Tuesday, July 04, 2006

The American Revolution in One Paragraph

"So this Jefferson dude was like, 'Look, the reason we left this England place is 'cause it was so bogus. So if we don't get some primo rules ourselves, pronto -- then we're just gonna be bogus, too.' "

-- Jeff Spiccoli


Monday, July 03, 2006

Too Close To Call

Mexico takes a page from the U.S. playbook, with a tight presidential race that won't be resolved on Election Day. (At least, that's what the wire services are saying at 2:30 in the morning. This could all be resolved by the time you read this.)

It's down to two candidates, current President Vicente Fox's fellow rightie, Partido Acción Nacional (PAN) member Felipe Calderón, and left-winger Andrés Manuel López Obrador of Partido de la Revolución Democrática (PRD). Both claim victory. From the Mexico City bureau of the San Antonio Express-News:

The Federal Electoral Institute said counting could continue until Wednesday, leaving the nation on edge.

The election — largely cast as a battle over whether the next president should represent the interests of the rich or the poor — was expected to be tight as Mexicans decide whether this nation should join Latin America's shift to the political left.
Meanwhile, Mexican citizens in the U.S., who had the chance to cast absentee ballots for the first time, ignore the opportunity, Reuters news service tells us:

Of the estimated 6 million to 7 million Mexicans of voting age in the United States, only 40,000 registered to vote by mail in Mexico's presidential election on Sunday -- a lower number than expected after years of calls for a foreign vote.
So what does the winner have to look forward to? He inherits Mexico's bloody (and ultimately unwinnable) drug war.

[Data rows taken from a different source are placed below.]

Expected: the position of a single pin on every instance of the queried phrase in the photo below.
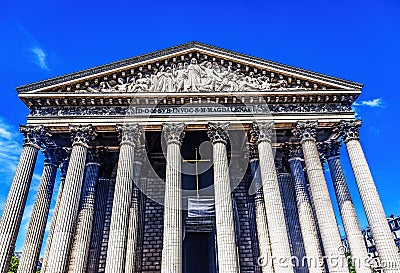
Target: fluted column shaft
(37, 224)
(273, 203)
(98, 225)
(63, 169)
(322, 202)
(130, 264)
(225, 225)
(16, 199)
(69, 204)
(115, 260)
(349, 216)
(80, 249)
(306, 218)
(383, 237)
(172, 237)
(264, 243)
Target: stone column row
(115, 261)
(264, 243)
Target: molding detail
(129, 133)
(218, 132)
(292, 151)
(38, 111)
(349, 130)
(262, 131)
(82, 134)
(306, 130)
(186, 51)
(173, 132)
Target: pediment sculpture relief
(194, 77)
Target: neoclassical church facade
(193, 159)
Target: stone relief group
(194, 77)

Anyway, it should prove interesting. Let's just hope Mexico has better election workers than Florida did in 2000.

Sunday, July 02, 2006

The Rules of Evidence

That's what occupied my time for the past week -- studying for the final exam in my Evidence class. That sense of panic over a looming final kept me from posting to this blog.

Not only did we need to know the Texas Rules of Evidence for this course, but the Federal Rules of Evidence as well. It's a four-credit-hour class, and the test was four hours as well. But it's a required class, so I'm glad I got it out of the way. And it was pretty interesting.

Still, after the test, I needed a few days to just relax and not worry about SICs, privileges or hearsay. So I played StarCraft, a real-time strategy game. Got to the end, too.